CB: In 2009, I took a tour management course at sea, and the ship had nine ports of call throughout the Caribbean and Central America. From the pastel buildings of Curaçao to woven textiles in Guatemala, I was impressed with how these cultures not only embrace color but celebrate it. One of my more significant travel experiences was going with my husband to India to meet his family for the first time. My senses were overwhelmed by the gorgeous saris with liquid gold embellishments, crimson, turquoise and gold—not only with the colors, but the exotically vibrant and fearless combinations in which [people] wore them. [That trip] encouraged me to take the plunge and be unafraid to work with bold colors. If I weren’t an artist, I would go back into the travel industry. We only have this world—how could you not want to explore it?

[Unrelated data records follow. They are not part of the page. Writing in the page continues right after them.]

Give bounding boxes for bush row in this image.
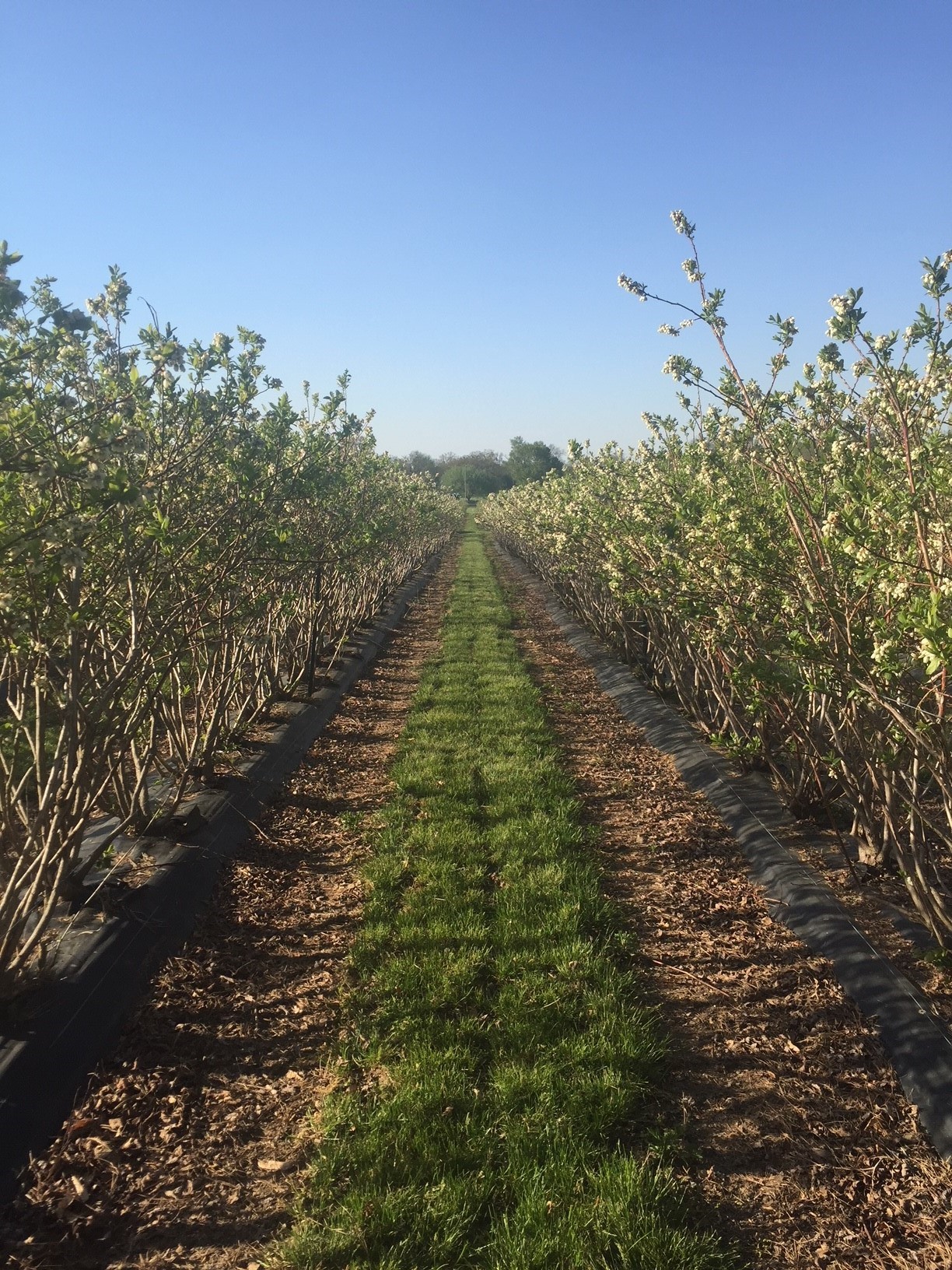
[484,213,952,946]
[0,244,458,977]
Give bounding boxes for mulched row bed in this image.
[496,556,952,1270]
[7,538,952,1270]
[0,549,454,1270]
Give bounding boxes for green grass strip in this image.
[282,526,735,1270]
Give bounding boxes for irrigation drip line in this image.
[499,547,952,1159]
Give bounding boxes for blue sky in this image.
[0,0,952,454]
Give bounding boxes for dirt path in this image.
[7,538,952,1270]
[498,546,952,1270]
[0,560,454,1270]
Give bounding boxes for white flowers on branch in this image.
[0,244,458,978]
[484,220,952,946]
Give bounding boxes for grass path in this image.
[283,526,733,1270]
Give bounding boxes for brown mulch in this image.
[0,554,456,1270]
[7,535,952,1270]
[496,557,952,1270]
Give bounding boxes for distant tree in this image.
[400,450,436,476]
[506,437,562,485]
[439,450,513,498]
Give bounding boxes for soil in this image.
[496,546,952,1270]
[0,557,456,1270]
[0,538,952,1270]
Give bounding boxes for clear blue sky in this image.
[0,0,952,454]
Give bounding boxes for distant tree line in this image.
[402,437,562,498]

HLB: After your diagnosis, you said you found your way out of life’s darkness by using color. How so?
CB: My world came to a screeching halt. I was too sick to work but had to put my energy somewhere, so I went back to my first love—art. I was drawn again and again to bright color palettes and found them uplifting and full of positive energy. I’m happy to say I’m cancer-free.

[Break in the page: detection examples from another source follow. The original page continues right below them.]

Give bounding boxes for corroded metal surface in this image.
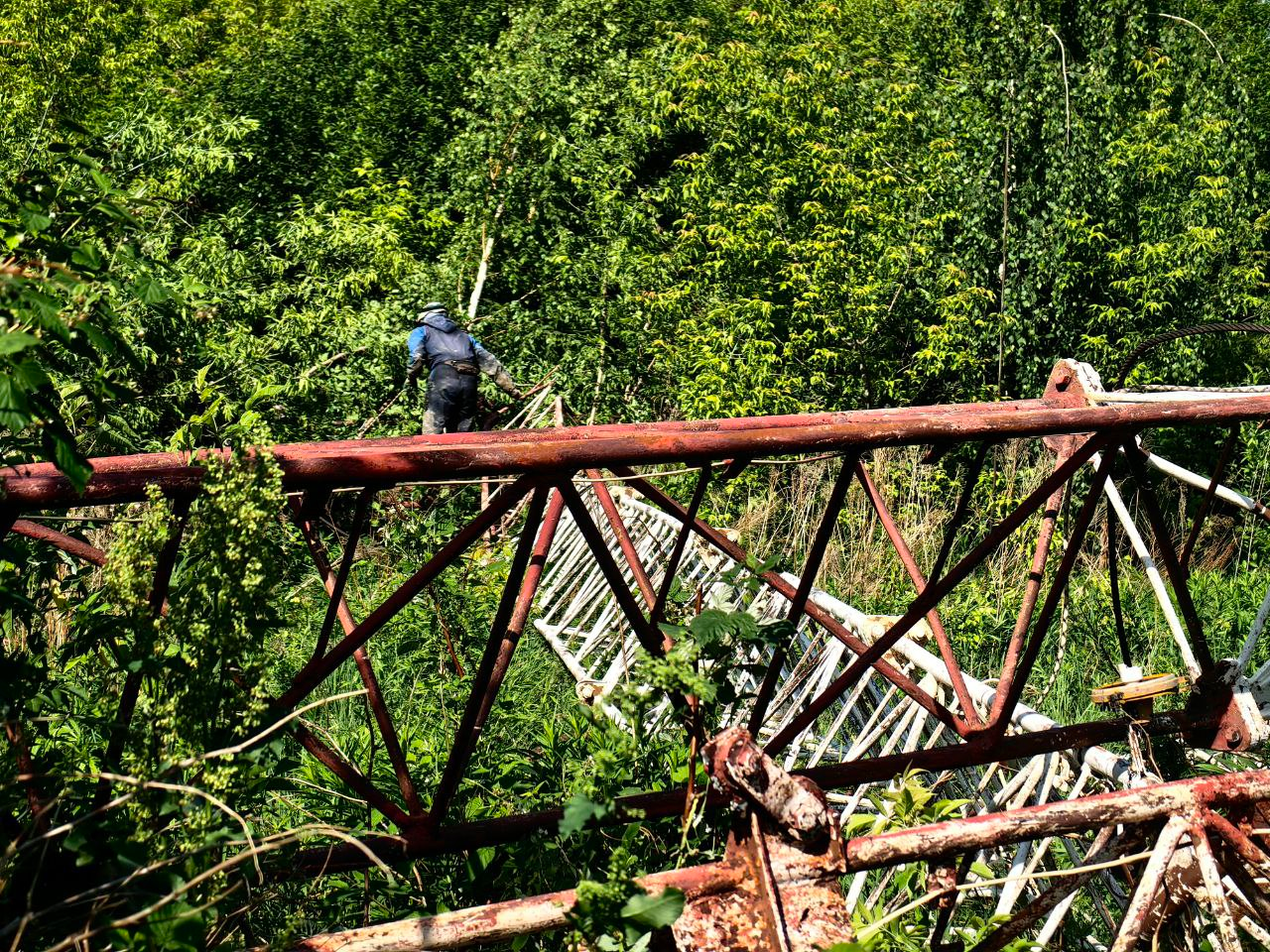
[10,361,1270,952]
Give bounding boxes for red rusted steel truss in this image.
[0,362,1270,947]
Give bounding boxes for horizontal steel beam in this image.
[0,394,1270,511]
[296,771,1270,952]
[288,712,1215,876]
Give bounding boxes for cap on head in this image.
[416,300,445,323]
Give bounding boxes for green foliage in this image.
[0,0,1270,948]
[0,454,282,949]
[568,851,684,952]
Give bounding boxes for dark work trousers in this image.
[423,363,477,436]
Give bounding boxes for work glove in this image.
[405,361,423,386]
[494,369,525,400]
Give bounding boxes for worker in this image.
[407,300,522,435]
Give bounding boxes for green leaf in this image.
[0,330,40,354]
[622,888,684,929]
[560,793,608,837]
[131,274,173,304]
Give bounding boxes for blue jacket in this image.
[407,312,503,377]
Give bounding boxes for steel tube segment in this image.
[94,496,190,807]
[766,439,1106,752]
[988,453,1115,738]
[1178,426,1239,575]
[428,488,554,826]
[586,470,657,609]
[294,863,745,952]
[10,395,1270,511]
[845,771,1270,872]
[1124,443,1212,671]
[291,724,410,826]
[617,468,966,736]
[648,466,710,629]
[856,459,980,727]
[12,520,105,566]
[988,484,1067,721]
[970,826,1140,952]
[746,456,860,736]
[278,476,532,707]
[292,500,422,813]
[559,480,666,656]
[314,489,375,656]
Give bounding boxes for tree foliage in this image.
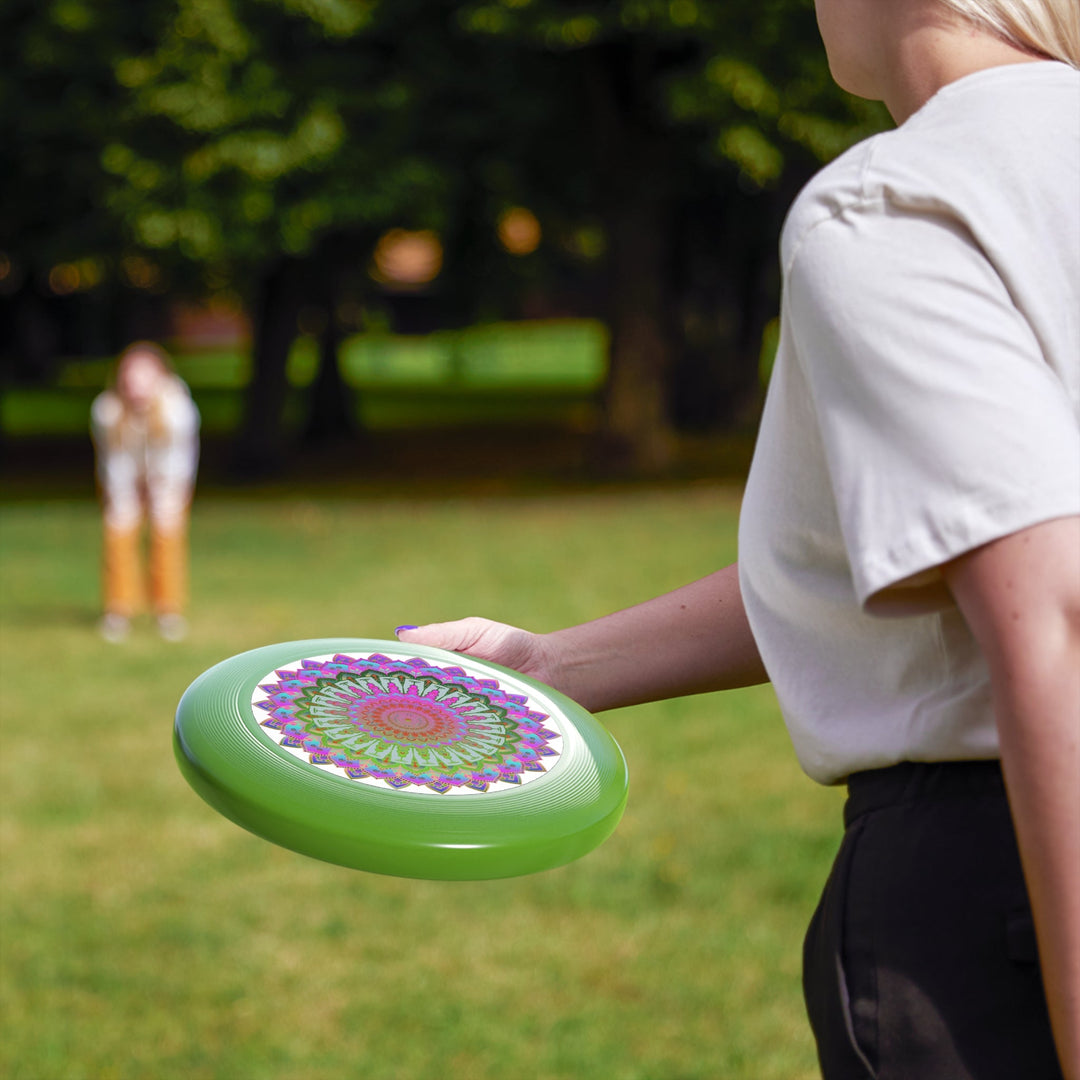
[0,0,882,468]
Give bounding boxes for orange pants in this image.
[102,515,188,618]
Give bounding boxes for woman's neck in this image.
[880,12,1045,124]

HLB: What’s your artistic background?
CB: I come from a family of creative “artsy fartsy” types. Both my father and grandfather taught art, and my mother is extremely creative. While I took some art classes in high school and college, for the most part I’m self-taught. I also couldn’t have done any of it, nor would I be the person I am today, without my supportive husband. He’s my light.

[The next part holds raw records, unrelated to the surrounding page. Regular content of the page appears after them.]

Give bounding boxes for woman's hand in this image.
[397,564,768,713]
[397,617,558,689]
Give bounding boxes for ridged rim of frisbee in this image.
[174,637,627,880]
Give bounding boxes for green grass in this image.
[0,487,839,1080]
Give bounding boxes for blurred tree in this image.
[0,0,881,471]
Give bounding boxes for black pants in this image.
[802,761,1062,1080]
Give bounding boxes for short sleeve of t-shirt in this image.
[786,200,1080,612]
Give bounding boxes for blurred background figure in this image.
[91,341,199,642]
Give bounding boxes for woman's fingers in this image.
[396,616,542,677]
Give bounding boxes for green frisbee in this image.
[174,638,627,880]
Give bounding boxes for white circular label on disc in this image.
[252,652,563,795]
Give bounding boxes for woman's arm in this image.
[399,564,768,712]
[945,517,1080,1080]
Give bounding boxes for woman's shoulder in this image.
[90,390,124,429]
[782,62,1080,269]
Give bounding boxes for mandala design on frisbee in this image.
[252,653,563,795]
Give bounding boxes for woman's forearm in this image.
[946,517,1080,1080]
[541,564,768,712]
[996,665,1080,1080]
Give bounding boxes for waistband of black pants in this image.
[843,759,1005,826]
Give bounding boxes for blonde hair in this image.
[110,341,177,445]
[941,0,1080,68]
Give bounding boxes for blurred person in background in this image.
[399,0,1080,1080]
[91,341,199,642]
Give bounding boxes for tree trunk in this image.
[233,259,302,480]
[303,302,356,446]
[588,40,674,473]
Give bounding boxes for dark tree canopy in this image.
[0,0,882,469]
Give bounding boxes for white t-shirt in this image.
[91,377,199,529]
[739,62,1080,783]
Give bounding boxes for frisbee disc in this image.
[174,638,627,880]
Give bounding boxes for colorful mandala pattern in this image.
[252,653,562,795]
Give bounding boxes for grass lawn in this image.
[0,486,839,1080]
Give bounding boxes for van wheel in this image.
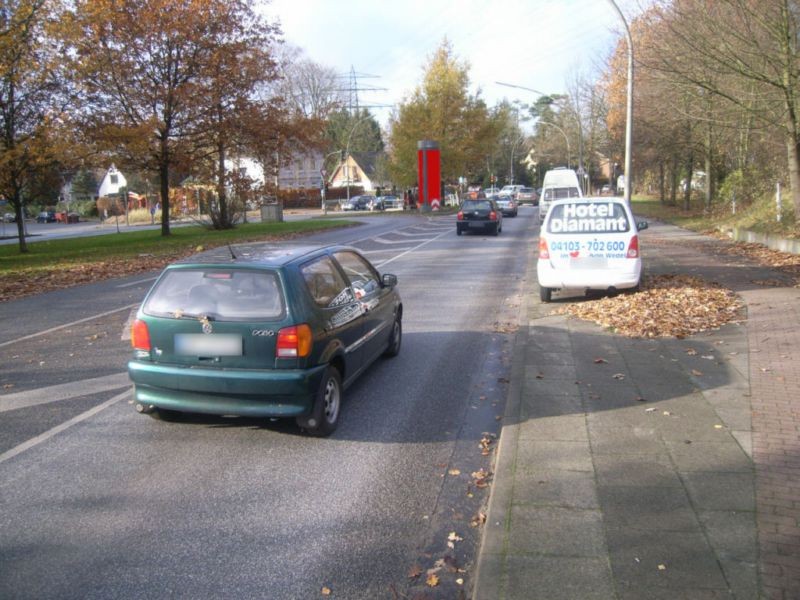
[297,365,342,437]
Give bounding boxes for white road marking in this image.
[0,392,129,463]
[0,302,139,348]
[375,228,452,267]
[0,372,130,413]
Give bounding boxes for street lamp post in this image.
[608,0,633,204]
[509,135,525,185]
[344,115,372,203]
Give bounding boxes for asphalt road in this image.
[0,207,538,599]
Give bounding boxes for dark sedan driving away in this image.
[456,198,503,235]
[128,245,403,435]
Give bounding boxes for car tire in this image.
[383,315,403,358]
[297,365,342,437]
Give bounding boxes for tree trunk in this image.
[703,124,714,210]
[158,159,170,236]
[786,113,800,219]
[669,155,680,206]
[217,142,231,229]
[683,150,694,211]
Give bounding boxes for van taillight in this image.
[626,235,639,258]
[131,319,150,352]
[539,237,550,259]
[275,323,312,358]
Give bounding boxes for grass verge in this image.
[0,219,355,302]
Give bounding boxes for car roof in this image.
[170,243,357,268]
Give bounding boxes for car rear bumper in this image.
[536,259,642,290]
[128,361,326,417]
[456,221,498,231]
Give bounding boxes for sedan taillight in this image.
[539,237,550,260]
[275,323,312,358]
[626,235,639,258]
[131,319,151,352]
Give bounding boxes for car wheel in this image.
[383,315,403,357]
[147,408,186,423]
[297,366,342,437]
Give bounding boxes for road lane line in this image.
[0,371,130,413]
[375,229,453,267]
[0,302,140,348]
[0,392,129,463]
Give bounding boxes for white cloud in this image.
[264,0,636,122]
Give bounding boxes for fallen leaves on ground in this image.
[556,275,742,338]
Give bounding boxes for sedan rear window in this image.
[143,269,284,321]
[547,202,631,233]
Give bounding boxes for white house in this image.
[97,164,128,198]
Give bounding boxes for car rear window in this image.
[461,200,492,210]
[143,269,284,321]
[546,202,631,234]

HLB: When did you begin to view yourself as a professional artist?
CB: It took several years and mad science experiments to gain enough confidence to show my work. I started with group shows and worked my way up to applying for gallery exhibits.
HLB: What’s in store for the future?
CB: A dream of mine is to merge travel and art by offering retreats where people can create art while experiencing a new culture.